Who is the Painted Lady?
Is it the woman who is strewn across the stage the minute we arrive into the auditorium?
Thirty minutes before the play even starts, she is lying, face down, her short dress exposing her bare legs. A pair of high heels tossed to one side hints at a night of drunken chaos.
But this isn’t some stranger’s bed she has woken up on, she is lying in a field, in the midst of thorny thistles.
She awakes from her stupor, confused and wondering how she got there. Her head is thumping. She scrambles around in a panic looking for her bag, her phone, her purse – are they there?
With relief, she realises she does still have them – but not before she clutches her stomach and heaves, throwing up into the grass.
This is the subject that is tackled with such honesty in this play – the subject of alcoholism and addiction.

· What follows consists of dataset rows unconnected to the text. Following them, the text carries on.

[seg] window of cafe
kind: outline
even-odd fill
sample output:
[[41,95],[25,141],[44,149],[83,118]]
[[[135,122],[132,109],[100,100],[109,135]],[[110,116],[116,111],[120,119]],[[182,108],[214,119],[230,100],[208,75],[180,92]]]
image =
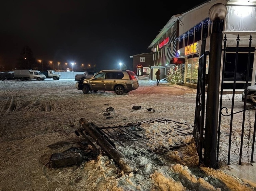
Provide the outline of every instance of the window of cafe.
[[193,84],[197,84],[199,63],[199,54],[197,54],[188,56],[186,66],[186,82]]

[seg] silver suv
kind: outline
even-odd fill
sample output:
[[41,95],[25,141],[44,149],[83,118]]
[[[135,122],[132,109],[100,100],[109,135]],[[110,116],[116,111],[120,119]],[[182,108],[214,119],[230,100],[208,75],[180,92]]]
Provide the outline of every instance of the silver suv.
[[139,87],[138,78],[135,73],[127,70],[102,70],[91,78],[79,81],[75,84],[78,90],[85,94],[89,91],[114,91],[123,95]]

Kimberley not only has the dreaded hungover and no idea where she is, but has awoken to the face of a none-too-happy Dan who wants her off his private property.
I’m imagining that this is going to be some sort of romantic connection, but actually it goes a lot deeper than that. Dan, a self-confessed hermit and the hungover chaotic Kimberley seem to have been placed in each other’s paths for a reason.

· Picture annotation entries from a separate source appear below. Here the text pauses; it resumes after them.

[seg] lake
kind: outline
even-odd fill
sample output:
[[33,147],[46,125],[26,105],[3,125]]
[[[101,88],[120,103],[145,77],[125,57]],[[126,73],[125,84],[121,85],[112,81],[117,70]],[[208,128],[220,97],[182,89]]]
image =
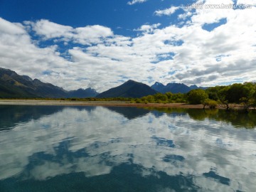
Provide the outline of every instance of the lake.
[[256,114],[0,105],[0,191],[255,191]]

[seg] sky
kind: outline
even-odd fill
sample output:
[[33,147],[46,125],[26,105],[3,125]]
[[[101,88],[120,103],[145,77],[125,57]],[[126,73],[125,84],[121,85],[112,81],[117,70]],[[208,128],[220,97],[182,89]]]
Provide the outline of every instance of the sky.
[[256,81],[256,0],[0,0],[0,68],[67,90]]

What unravels throughout this 90 minute play (which seemed to zip by in no time) is the gradual disclosure of each other’s secrets. Each of them have buried hurts; each of them have hidden fears and slowly they begin to realise they have more in common than once thought.
But a tension and conflict keeps the play moving as these strangers are able to confront each other in ways that perhaps a family member couldn’t. He challenges her abusive relationship and she challenges his festering self-pity.

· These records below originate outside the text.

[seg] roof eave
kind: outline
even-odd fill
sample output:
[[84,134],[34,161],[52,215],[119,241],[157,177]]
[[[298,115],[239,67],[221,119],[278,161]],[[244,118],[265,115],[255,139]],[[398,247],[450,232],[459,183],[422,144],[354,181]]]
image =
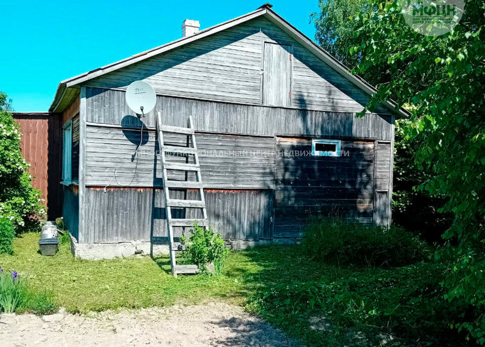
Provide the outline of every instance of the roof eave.
[[[312,41],[269,7],[264,6],[253,12],[201,30],[195,35],[182,37],[162,46],[65,80],[59,83],[56,92],[56,96],[49,110],[55,112],[57,110],[67,88],[77,87],[79,84],[91,79],[175,49],[261,16],[264,16],[281,29],[295,37],[300,43],[309,48],[317,56],[320,57],[325,63],[335,69],[350,82],[368,95],[371,96],[377,92],[377,90],[375,88],[359,76],[352,74],[348,68],[332,56],[325,49]],[[398,108],[397,107],[397,104],[393,101],[387,101],[383,103],[383,104],[386,108],[400,115],[405,118],[408,118],[410,115],[410,113],[404,109],[402,108]]]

Whilst the subject matter could seem heavy and a drudge, this play is anything but. It is scattered with plenty of humour along the way, which had the audience laughing aloud.
The painted lady – which is actually a reference to a butterfly, was captured so beautifully in a scene that used lights and visual imagery to capture a magical feeling.
There were moments of poetic lyrical language, and there were also moments of heartfelt emotion. When Dan described, in a raised voice, of his struggle with the alcohol, it felt like he was really talking from the heart.
The final scene left a tear in my eye as I realised that these two lost souls, who had crossed each other paths for whatever reason – synchronicity or a guardian angel – were finally opening up to each other in a way that could lead to healing and contentment.